Anomaly Detection in Python

Anomaly Detection helps in identifying outliers in a dataset. Various Anomaly Detection techniques have been explored in the theoretical blog Anomaly Detection. In this blog post, we will explore two ways of anomaly detection - One Class SVM and Isolation Forest.

One Class SVM

One Class SVM i.e. One-Class Support Vector Machine is an unsupervised algorithm that learns a decision function to identify outliers. We will be using the Iris dataset which we used for performing clustering.

Adding Libraries

We add some preliminary libraries that will be useful throughout.

python

import numpy as np
import pandas as pd
import matplotlib.pyplot as plt
%matplotlib inline

Dataset

Iris dataset is now loaded to detect anomalies in it.

python

from sklearn import datasets
iris = datasets.load_iris()
iris_data = pd.DataFrame(iris.data)
iris_data.columns = iris.feature_names
iris_data['Type']=iris.target
iris_data.head()

The above output is the complete iris dataset. We will be only requiring the independent variables to identify the outliers.

python

iris_X = iris_data[['sepal length (cm)','sepal width (cm)','petal length (cm)','petal width (cm)']]

Importing OneClassSVM Library

We import OneClassSVM from sklearn.svm which will allow us to create a One-Class Support Vector Machine model.

Building and Fitting Model

In the following code, we first declare the value of nu which defines the upper bound of the fraction of outliers. We then initialize the model and fit it on the iris dataset.

python

from sklearn.svm import OneClassSVM
nu = 0.05
ocsvm = OneClassSVM(kernel='rbf', gamma=0.05, nu=nu)
ocsvm.fit(iris_X)

Defining Outliers

We now use the above-created model to identify the outliers in the dataset.

python

pred_ocsvm = ocsvm.predict(iris_X)
pred_ocsvm

pred_ocsvm array output showing 1 and -1 values

All values that are equal to -1 are outliers.

Outlier Observations

We can create a dataset only having the outlier observations.

python

X_outliers = iris_X[ocsvm.predict(iris_X) == -1]
X_outliers

Outlier observations identified by OneClassSVM

The following observations are considered as outliers by the One-Class SVM.

Isolation Forest

Isolation Forest is an effective and more efficient means of detecting anomalies in a dataset. It isolates observations by randomly selecting a feature and randomly selecting split values between maximum and minimum values of the selected feature. This repeated partitioning can be represented as trees, and hence comes the concept of random decision trees. We will fit the model on the iris dataset and predict the outliers.

Importing IsolationForest Library

We import IsolationForest from sklearn.ensemble which will allow us to create an Isolation Forest model.

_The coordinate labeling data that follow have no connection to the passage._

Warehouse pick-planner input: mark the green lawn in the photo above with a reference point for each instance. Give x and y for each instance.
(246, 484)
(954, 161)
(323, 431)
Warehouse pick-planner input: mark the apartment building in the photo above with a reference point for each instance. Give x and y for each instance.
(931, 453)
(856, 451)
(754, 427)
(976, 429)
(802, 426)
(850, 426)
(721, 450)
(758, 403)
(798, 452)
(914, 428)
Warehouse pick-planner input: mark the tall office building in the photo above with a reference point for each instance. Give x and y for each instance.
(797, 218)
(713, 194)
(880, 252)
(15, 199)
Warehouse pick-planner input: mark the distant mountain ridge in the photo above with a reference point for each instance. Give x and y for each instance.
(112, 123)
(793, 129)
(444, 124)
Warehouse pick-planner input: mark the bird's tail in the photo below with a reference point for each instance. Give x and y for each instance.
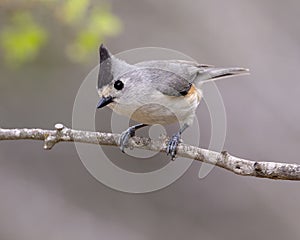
(209, 74)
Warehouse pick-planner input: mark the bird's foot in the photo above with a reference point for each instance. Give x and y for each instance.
(172, 145)
(126, 135)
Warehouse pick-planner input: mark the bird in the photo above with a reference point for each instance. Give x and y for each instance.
(155, 92)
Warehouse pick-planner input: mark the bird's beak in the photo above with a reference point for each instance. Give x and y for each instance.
(104, 101)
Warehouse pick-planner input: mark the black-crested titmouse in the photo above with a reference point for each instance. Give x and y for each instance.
(155, 92)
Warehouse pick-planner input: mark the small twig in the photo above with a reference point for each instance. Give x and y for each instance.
(243, 167)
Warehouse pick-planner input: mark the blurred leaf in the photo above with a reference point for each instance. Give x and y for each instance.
(22, 39)
(73, 11)
(99, 24)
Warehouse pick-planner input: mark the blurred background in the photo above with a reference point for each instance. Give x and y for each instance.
(48, 47)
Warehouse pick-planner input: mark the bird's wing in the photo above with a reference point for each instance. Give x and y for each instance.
(186, 69)
(166, 82)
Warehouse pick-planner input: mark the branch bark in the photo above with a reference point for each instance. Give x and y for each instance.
(239, 166)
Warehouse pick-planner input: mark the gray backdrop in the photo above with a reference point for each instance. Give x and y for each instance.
(50, 195)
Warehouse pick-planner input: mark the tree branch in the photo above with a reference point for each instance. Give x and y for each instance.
(243, 167)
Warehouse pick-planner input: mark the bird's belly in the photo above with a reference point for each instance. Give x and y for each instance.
(165, 113)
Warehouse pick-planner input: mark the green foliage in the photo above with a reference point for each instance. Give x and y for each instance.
(22, 39)
(24, 34)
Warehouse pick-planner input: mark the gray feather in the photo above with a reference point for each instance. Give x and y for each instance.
(166, 82)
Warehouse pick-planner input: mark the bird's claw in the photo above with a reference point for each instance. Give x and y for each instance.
(125, 136)
(172, 145)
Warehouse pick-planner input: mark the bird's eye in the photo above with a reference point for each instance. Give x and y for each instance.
(119, 85)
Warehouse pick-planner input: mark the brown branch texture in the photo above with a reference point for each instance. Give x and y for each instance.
(243, 167)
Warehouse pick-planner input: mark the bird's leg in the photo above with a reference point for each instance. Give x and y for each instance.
(174, 141)
(126, 135)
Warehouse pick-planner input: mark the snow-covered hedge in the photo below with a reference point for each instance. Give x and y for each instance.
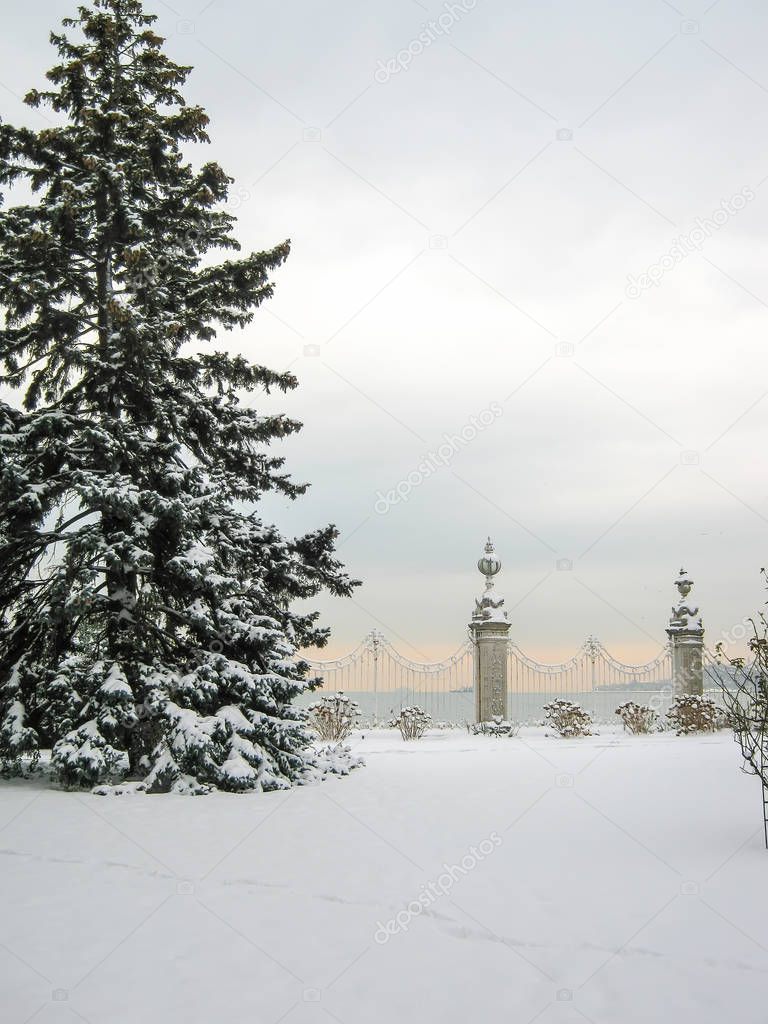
(567, 719)
(637, 719)
(413, 722)
(693, 713)
(334, 717)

Building and Fitting Model

We now build an Isolation Forest model and fit it on the Iris dataset.

python

from sklearn.ensemble import IsolationForest
iforest = IsolationForest(n_estimators=300, contamination=0.10)
iforest = iforest.fit(iris_X)

Defining Outliers

We now use the above-created model to identify the outliers in the dataset.

python

pred_isoF = iforest.predict(iris_X)
pred_isoF

pred_isoF array output showing 1 and -1 values

Here values equal to -1 are the outliers.

Outlier Observations

We create a dataset only having the outlier observations.

python

isoF_outliers = iris_X[iforest.predict(iris_X) == -1]
isoF_outliers

Outlier observations identified by Isolation Forest

The above observations are termed as outliers by our Isolation Forest model.

In this blog post, we used Python to create models that help us in identifying anomalies in the data in an unsupervised environment. We have created the same models using R and this has been shown on the blog - Anomaly Detection in R.